The country’s lenders have demanded more fiscal reforms if they are to continue issuing more rescue payouts.
The strike shut down the Acropolis, Greece’s most famous tourist site, and halted flights for hours. Ferry services were suspended, schools, shops and service stations were closed and hospitals were functioning on emergency staff.
One of those striking was Athens hospital worker Alkis Betses, who has seen his salary fall from 1,300 euros (£1,033) to 800 euros (£636) a month, said new cuts will bring it down to 600 euros (£477).
Mr Betses said hospitals have been hard hit by spending cuts, with staff shortages and long delays in doctors’ overtime pay for night shifts.
“The resentment has been there for long before the new measures.
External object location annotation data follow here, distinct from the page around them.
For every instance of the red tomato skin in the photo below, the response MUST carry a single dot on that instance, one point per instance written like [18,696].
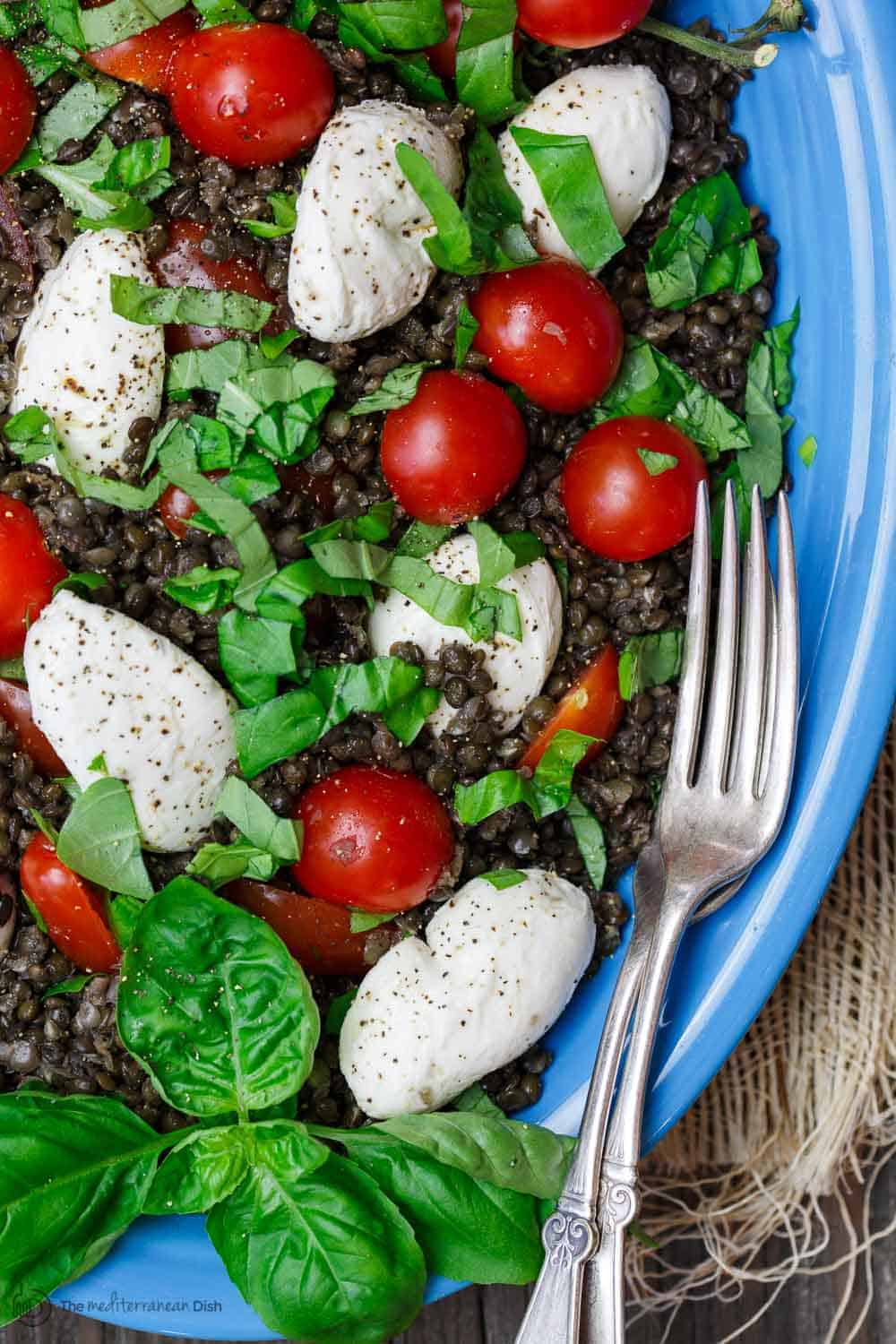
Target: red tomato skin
[27,574]
[570,23]
[183,263]
[15,709]
[454,451]
[616,507]
[147,58]
[250,94]
[72,908]
[317,933]
[592,706]
[374,839]
[18,108]
[551,330]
Imagine what will happen when they’re made public,” he added.
The eurozone’s other cause for concern remains in deep recession, Spain’s national bank warned yesterday after protests in Madrid led to clashes between protesters and police that saw 38 people arrested and 64 injured.
The demonstrations against the government’s austerity drive at a time of mass unemployment put in sharp relief the scale of discontent brewing in a country suffering its second recession in three years and an jobless rate of nearly 25 per cent.
An estimated 6,000 people had converged on the national parliament building in central Madrid on Tuesday. More than 1,000 riot police blocked off access to the building, forcing protesters to crowd nearby avenues. Police baton-charged those at the front of the march and some demonstrators broke down barricades and threw rocks and bottles.
Smaller demonstrations attracted hundreds of protesters in Barcelona and Seville.
The government is expected to present a new batch of economically painful reforms today when it unveils a draft budget for 2013. Even before enacting the new measures, it was predicting a 1.5 per cent economic contraction this year. The Bank of Spain’s warning suggests it may be more.
On Friday, an auditor will release the results of stress tests on Spanish banks hit hard by the collapse of the country’s property sector, which drove economic growth until the 2008 financial crisis hit. The government will then judge how much it will need to help bail out the banks.